Wednesday, August 03, 2005

The Father of "Intelligent Design"

Last week, the East Bay Express had a lengthy article on Phillip Johnson, the father of the modern "intelligent design" (nee "creationism" by another name) movement. It's an interesting read, mostly for the fact that this supposed expert on the development of live on this planet was a renowned scholar in the field of . . . wait for it . . . law! Criminal law, to boot (although it appears from the article that he never actually practiced it, which, sadly, is not a rare occurrence these days).

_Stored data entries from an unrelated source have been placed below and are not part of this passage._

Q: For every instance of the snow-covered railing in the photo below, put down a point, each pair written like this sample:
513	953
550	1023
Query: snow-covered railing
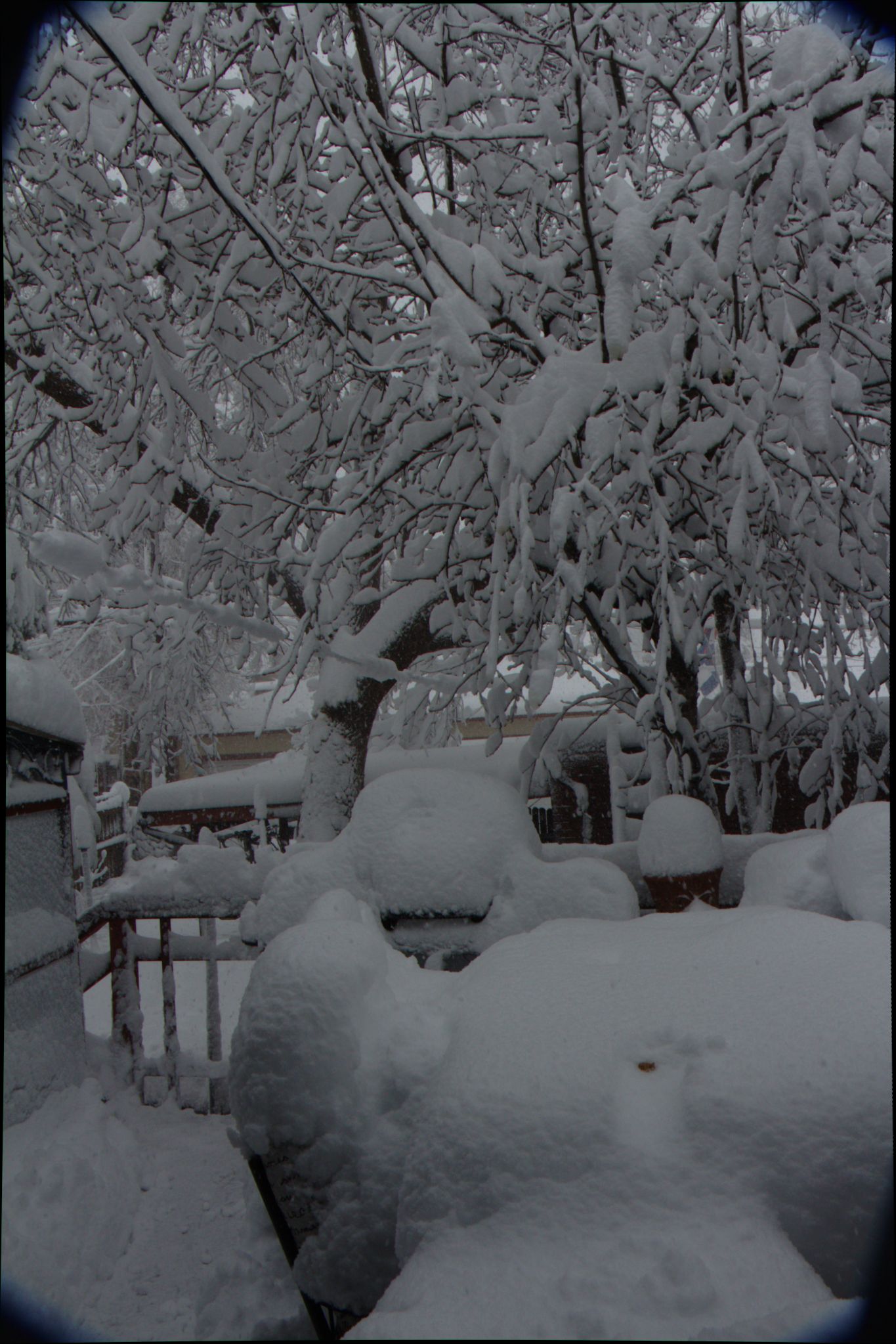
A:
121	963
112	842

What Do You Expect, Rubens?

The big silly season news that came out during the Hungarian Grand Prix weekend was that Rubens Barrichello, Michael Schumacher's guy Friday at Ferrari for so many year, was moving on to BAR-Honda in 2006. Once his hand was forced by countrymen Nelson Piquet, Rubinho has confirmed the move. Today he explained that he decided to leave because of a pass Schu made on him on the last lap of this year's Monaco GP. I can't tell from his explanation whether he was ordered to move over or simply passed on the last lap by his teammate. If the former, being second fiddle is hardly new for Rubens, so why bolt now? If the latter, isn't that what racing is all about?

Quick Hits

A few interesting links that don't merit much comment:

Why do they hate us? Because we do shit like this, as documented in UK's The Guardian.

Make up your mind, Scouts! Over at (yes, I read it every now and then), Wendy McElroy makes a great point about the Boy Scouts: if you want the freedom enjoyed by private organizations to limit your membership, than stop suckling at the public teat.

You too can go to law school! Always wanted to go to law school but couldn't sacrifice three years of your life? FindLaw columnist Michael Dorf wants to help, presenting his "Five-Minute Law School." Everything you need to learn from your first year in one short column.

Monday, August 01, 2005

Contracts 501

One of the classes that every first year law student takes all over the country (and all over the world, probably) is contracts, the study of obligations between parties. The cases I studied set forth a dizzying array of issues that arise in contract disputes, but they were strictly amateur stuff when it comes to Formula 1 contracts. They simply aren't what they seem. Take, for example, the case of Jenson Button. Button is the lead driver for BAR-Honda. Last year, as BAR enjoyed its best season ever, Button made it known that he was intent on moving over to Williams-BWM for the 2005 season. Most commentators thought he was nuts. Sniping and litigation ensued. The result was an agreement that allowed Button to stay at BAR this year and delayed the move to Williams until 2006, if certain things happened (or, rather, didn't happen). Those events occurred and Frank Williams is ready to collect on his contract. Button, for his part, now wants to stay with BAR. That's reasonable, given Williams's horrible season to date and their loss of BWM motors for 2006. To be fair, however, BAR hasn't been much better. It will be interesting to see how it turns out. One thing is for sure: it should be a case study for advanced-level contract students for years to come.